Pakar komunikasi dari Universitas Indonesia, Eriyanto, mengungkapkan bahwa argumen mengenai ketidakadilan dalam draf Rancangan Undang-Undang tentang Perubahan Kedua atas Undang-Undang Nomor 32 Tahun 2002 tentang Penyiaran, versi 27 Maret 2024, sulit diterima.

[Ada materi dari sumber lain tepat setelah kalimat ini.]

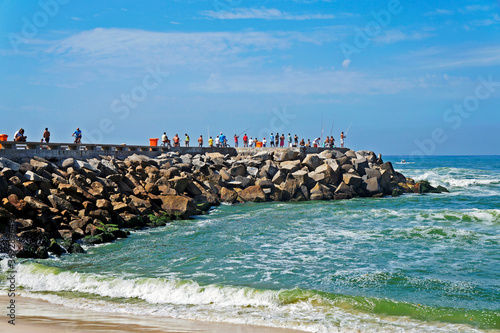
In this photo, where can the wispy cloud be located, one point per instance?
(394, 36)
(264, 14)
(440, 12)
(480, 57)
(304, 83)
(137, 48)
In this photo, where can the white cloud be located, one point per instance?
(487, 56)
(263, 13)
(440, 12)
(134, 48)
(394, 36)
(303, 83)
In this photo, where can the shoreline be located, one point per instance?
(45, 317)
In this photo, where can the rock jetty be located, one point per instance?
(59, 205)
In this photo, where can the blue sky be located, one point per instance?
(412, 77)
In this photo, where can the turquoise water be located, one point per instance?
(417, 263)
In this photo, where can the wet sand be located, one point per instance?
(33, 315)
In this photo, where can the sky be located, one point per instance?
(400, 77)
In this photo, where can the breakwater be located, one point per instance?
(55, 205)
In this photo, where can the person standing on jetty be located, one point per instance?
(46, 135)
(19, 136)
(78, 135)
(164, 139)
(176, 140)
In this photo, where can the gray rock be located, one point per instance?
(252, 171)
(290, 166)
(312, 161)
(30, 175)
(371, 186)
(373, 173)
(244, 181)
(60, 203)
(279, 178)
(281, 155)
(301, 176)
(261, 156)
(10, 164)
(352, 180)
(69, 162)
(237, 170)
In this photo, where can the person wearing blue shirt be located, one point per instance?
(78, 135)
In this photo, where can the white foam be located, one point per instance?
(189, 300)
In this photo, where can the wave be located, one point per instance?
(306, 310)
(455, 177)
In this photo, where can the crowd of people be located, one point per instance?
(275, 140)
(19, 136)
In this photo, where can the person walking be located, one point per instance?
(78, 135)
(164, 139)
(176, 140)
(46, 135)
(19, 136)
(332, 142)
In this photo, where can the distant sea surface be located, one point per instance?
(416, 263)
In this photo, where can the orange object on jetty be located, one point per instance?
(3, 137)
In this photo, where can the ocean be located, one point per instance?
(415, 263)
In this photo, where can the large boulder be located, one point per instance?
(352, 180)
(228, 195)
(252, 194)
(281, 155)
(371, 186)
(238, 170)
(182, 207)
(179, 183)
(331, 176)
(290, 166)
(60, 203)
(312, 161)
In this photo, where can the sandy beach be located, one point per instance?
(35, 315)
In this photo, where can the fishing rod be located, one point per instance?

“Memperlakukan semua bentuk penyiaran secara sama dengan argumen bahwa ada ketidakadilan sulit diterima, karena pada kenyataannya, serta jika dibandingkan dengan praktik di beberapa negara, terdapat perbedaan regulasi antara penyiaran internet dengan penyiaran terestrial,” ungkap Eriyanto dalam sebuah diskusi daring dari Jakarta pada hari Jumat, dikutip dari ANTARA.

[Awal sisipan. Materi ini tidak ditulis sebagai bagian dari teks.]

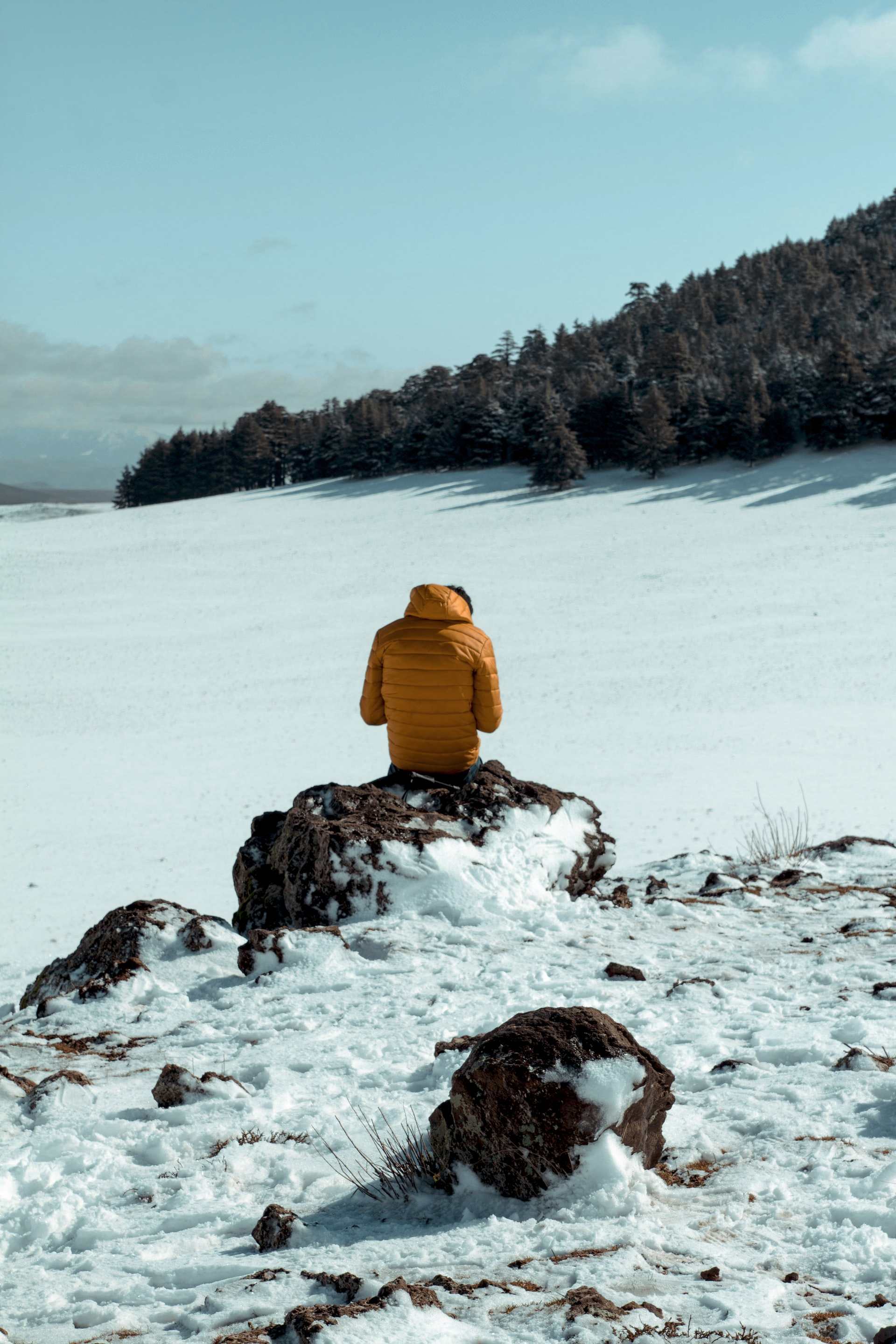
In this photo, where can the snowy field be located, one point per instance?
(664, 648)
(170, 672)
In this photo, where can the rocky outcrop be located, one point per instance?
(305, 1323)
(539, 1088)
(124, 943)
(274, 1229)
(268, 949)
(57, 1086)
(344, 851)
(617, 971)
(176, 1086)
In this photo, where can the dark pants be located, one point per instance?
(457, 780)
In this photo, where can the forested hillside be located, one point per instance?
(741, 362)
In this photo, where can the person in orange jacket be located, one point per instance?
(433, 680)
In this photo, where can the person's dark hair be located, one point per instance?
(456, 588)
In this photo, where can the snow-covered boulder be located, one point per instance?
(539, 1088)
(319, 958)
(176, 1086)
(277, 1229)
(151, 938)
(343, 851)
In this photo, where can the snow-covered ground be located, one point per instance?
(167, 674)
(123, 1217)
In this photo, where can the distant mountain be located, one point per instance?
(789, 344)
(66, 459)
(14, 495)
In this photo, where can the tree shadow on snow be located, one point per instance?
(798, 475)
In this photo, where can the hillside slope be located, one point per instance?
(663, 650)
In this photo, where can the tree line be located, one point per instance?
(797, 342)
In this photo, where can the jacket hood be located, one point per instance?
(436, 602)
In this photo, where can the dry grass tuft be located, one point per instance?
(401, 1163)
(776, 835)
(254, 1136)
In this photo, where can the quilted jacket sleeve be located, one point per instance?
(372, 706)
(487, 694)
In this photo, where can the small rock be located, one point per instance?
(347, 1284)
(23, 1085)
(515, 1114)
(588, 1302)
(268, 949)
(455, 1043)
(274, 1229)
(54, 1084)
(788, 878)
(616, 971)
(721, 882)
(176, 1085)
(109, 952)
(305, 1323)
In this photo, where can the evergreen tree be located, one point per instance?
(124, 497)
(656, 437)
(559, 460)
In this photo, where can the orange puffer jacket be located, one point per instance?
(432, 678)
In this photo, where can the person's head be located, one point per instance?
(456, 588)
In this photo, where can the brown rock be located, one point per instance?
(109, 952)
(514, 1126)
(726, 1066)
(322, 861)
(176, 1084)
(264, 943)
(346, 1282)
(51, 1084)
(588, 1302)
(455, 1043)
(847, 843)
(616, 971)
(26, 1085)
(788, 878)
(305, 1323)
(274, 1227)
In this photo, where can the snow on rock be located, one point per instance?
(279, 1227)
(176, 1086)
(268, 949)
(343, 853)
(120, 1218)
(542, 1086)
(138, 943)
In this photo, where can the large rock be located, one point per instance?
(138, 938)
(343, 851)
(539, 1088)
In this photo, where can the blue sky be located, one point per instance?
(210, 202)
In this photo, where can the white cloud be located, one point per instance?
(852, 43)
(632, 58)
(154, 386)
(636, 60)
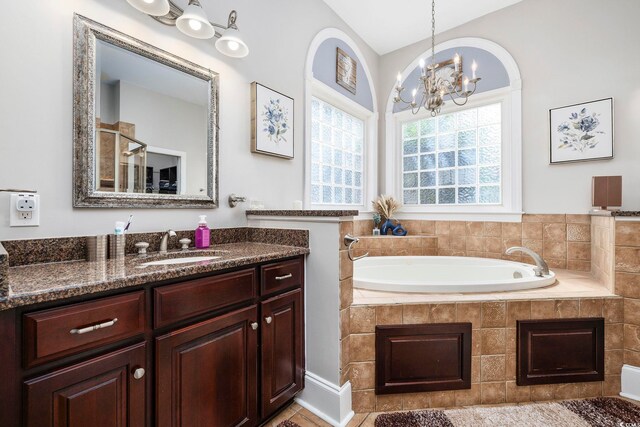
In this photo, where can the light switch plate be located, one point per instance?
(24, 210)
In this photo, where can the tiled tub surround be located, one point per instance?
(493, 348)
(563, 240)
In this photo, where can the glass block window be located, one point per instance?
(453, 159)
(337, 156)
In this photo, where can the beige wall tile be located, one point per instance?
(493, 393)
(493, 341)
(615, 335)
(493, 229)
(532, 230)
(591, 307)
(632, 311)
(613, 310)
(362, 319)
(627, 233)
(494, 314)
(469, 312)
(362, 347)
(579, 250)
(517, 394)
(518, 310)
(443, 313)
(415, 314)
(511, 230)
(492, 368)
(389, 315)
(578, 232)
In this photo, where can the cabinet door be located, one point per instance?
(101, 392)
(282, 350)
(206, 374)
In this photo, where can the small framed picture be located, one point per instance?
(581, 132)
(271, 122)
(346, 71)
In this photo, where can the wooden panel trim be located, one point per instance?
(429, 357)
(191, 298)
(554, 351)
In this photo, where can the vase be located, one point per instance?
(399, 230)
(386, 227)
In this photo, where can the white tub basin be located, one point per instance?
(442, 274)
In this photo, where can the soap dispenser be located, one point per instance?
(203, 234)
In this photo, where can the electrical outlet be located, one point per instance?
(24, 210)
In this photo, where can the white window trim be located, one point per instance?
(314, 87)
(511, 207)
(325, 93)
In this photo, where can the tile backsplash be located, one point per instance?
(563, 240)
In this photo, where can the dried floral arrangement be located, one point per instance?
(386, 206)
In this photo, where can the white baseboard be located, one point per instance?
(630, 382)
(326, 400)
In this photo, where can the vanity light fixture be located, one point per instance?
(193, 22)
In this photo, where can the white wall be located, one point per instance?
(36, 106)
(568, 51)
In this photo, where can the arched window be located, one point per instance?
(466, 161)
(340, 128)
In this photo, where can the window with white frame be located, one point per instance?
(337, 156)
(453, 159)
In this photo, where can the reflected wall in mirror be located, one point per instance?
(145, 124)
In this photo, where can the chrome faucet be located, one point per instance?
(165, 240)
(541, 268)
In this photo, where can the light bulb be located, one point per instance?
(195, 24)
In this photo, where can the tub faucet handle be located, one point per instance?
(349, 241)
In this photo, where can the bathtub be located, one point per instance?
(444, 274)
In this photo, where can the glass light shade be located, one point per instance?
(151, 7)
(231, 44)
(194, 23)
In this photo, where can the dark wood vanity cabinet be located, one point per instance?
(107, 391)
(209, 351)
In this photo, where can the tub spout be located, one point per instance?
(541, 268)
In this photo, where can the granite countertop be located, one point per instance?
(285, 212)
(35, 283)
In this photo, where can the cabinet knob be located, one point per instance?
(138, 373)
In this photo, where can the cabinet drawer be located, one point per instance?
(51, 334)
(194, 297)
(282, 275)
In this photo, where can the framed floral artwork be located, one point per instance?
(271, 122)
(582, 132)
(346, 71)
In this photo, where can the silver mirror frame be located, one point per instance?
(85, 35)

Eriyanto menyampaikan pandangannya ini sebagai tanggapan terhadap rencana perluasan cakupan pengawasan penyiaran dalam RUU tersebut, yang kini mencakup penyiaran dalam internet selain penyiaran terestrial.
Menurutnya, penyiaran melalui frekuensi memiliki keterbatasan frekuensi dan penonton tidak memiliki kendali atas tayangan yang mereka saksikan.

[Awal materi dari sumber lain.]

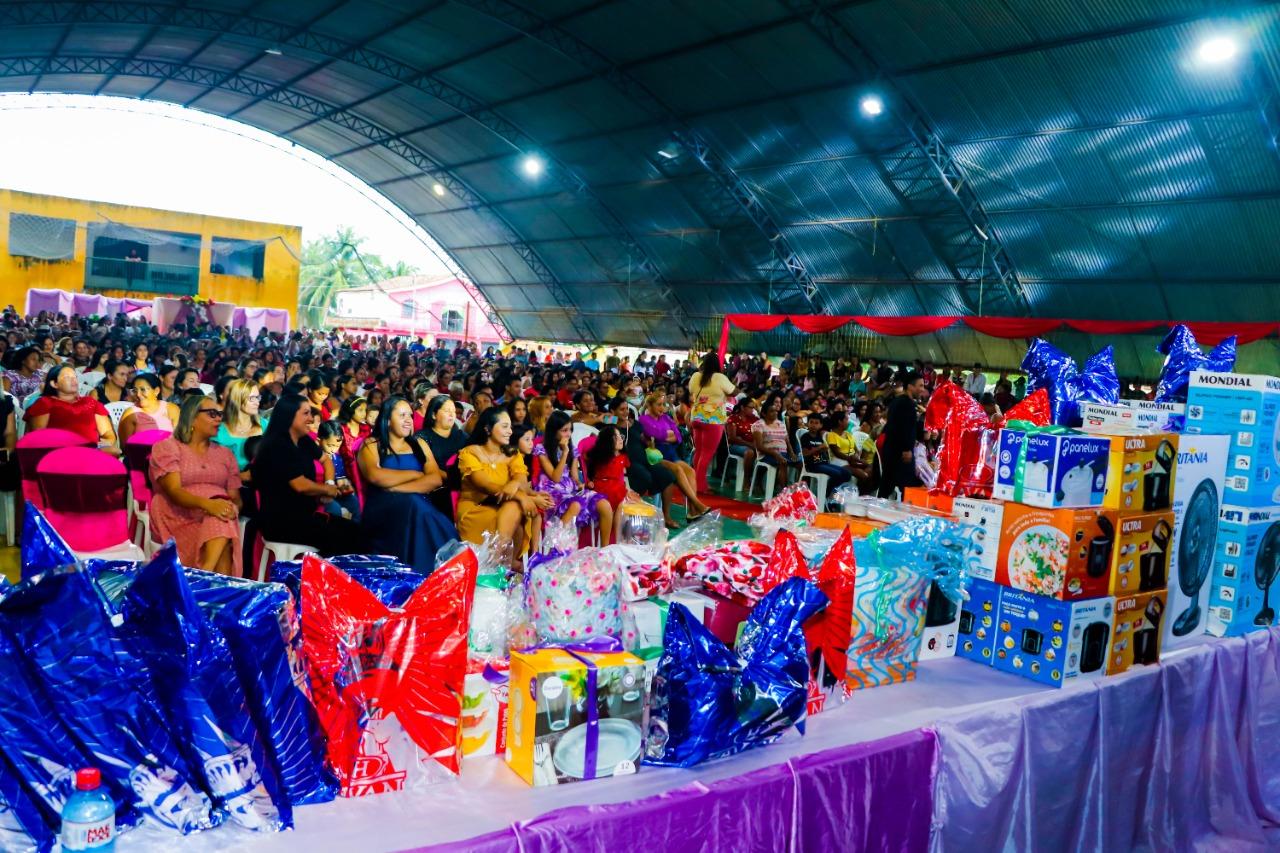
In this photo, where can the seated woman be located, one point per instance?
(62, 407)
(288, 495)
(496, 496)
(196, 497)
(398, 473)
(558, 475)
(150, 411)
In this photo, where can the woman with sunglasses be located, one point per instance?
(196, 498)
(288, 495)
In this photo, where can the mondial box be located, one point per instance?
(1246, 407)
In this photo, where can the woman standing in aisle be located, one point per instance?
(711, 389)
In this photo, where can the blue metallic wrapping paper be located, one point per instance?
(709, 702)
(1183, 355)
(1050, 368)
(195, 676)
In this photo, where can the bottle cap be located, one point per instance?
(88, 779)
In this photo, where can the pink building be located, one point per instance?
(419, 306)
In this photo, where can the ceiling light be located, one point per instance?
(531, 165)
(1217, 50)
(871, 105)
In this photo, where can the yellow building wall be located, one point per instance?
(278, 288)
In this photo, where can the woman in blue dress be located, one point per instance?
(400, 473)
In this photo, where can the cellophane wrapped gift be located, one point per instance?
(894, 569)
(195, 676)
(709, 701)
(388, 684)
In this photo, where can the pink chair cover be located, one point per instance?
(85, 492)
(32, 448)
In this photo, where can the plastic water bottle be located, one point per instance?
(88, 816)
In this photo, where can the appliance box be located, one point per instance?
(1051, 641)
(1246, 407)
(1248, 556)
(1197, 501)
(1064, 553)
(1056, 470)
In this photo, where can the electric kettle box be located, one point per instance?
(1061, 553)
(1051, 641)
(1136, 630)
(1141, 557)
(987, 516)
(568, 710)
(1197, 501)
(976, 630)
(1051, 470)
(1248, 556)
(1246, 407)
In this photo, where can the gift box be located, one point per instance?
(484, 708)
(1064, 553)
(1246, 407)
(1051, 466)
(1197, 502)
(575, 715)
(988, 516)
(977, 630)
(1143, 547)
(1051, 641)
(1248, 559)
(1141, 471)
(1136, 630)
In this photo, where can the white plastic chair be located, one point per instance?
(819, 480)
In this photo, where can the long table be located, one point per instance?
(1179, 756)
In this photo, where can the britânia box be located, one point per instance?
(1051, 469)
(575, 715)
(1051, 641)
(1246, 407)
(1063, 553)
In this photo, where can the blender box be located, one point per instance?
(1051, 641)
(1248, 556)
(1246, 407)
(1051, 469)
(1063, 553)
(1197, 501)
(1136, 630)
(987, 516)
(976, 632)
(1143, 546)
(566, 706)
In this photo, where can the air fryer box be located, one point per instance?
(1197, 501)
(1057, 471)
(987, 516)
(1136, 630)
(1143, 547)
(1063, 553)
(976, 632)
(1248, 556)
(1246, 407)
(1051, 641)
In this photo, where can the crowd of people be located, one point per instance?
(361, 443)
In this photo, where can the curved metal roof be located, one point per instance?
(1057, 158)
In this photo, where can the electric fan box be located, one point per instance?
(976, 632)
(1143, 547)
(1246, 407)
(1136, 630)
(987, 516)
(1051, 641)
(1248, 552)
(1055, 470)
(1063, 553)
(1197, 501)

“Regulasi yang ketat pada penyiaran berbasis frekuensi didasarkan pada alasan bahwa penyiaran tersebut harus dapat diterima oleh semua kalangan dan tidak merugikan,” jelasnya.
Di sisi lain, penyiaran melalui internet memberikan kendali yang lebih besar kepada penonton, dan penyedia konten tidak perlu memiliki lisensi seperti pada penyiaran terestrial.
“Regulasi yang lebih longgar pada penyiaran OTT (over-the-top) lebih sesuai, karena penonton dapat memilih konten yang mereka sukai,” tambahnya.
Eriyanto juga menekankan bahwa siaran internet berbasis konten yang dihasilkan oleh pengguna tidak memerlukan regulasi yang ketat seperti pada penyiaran tradisional.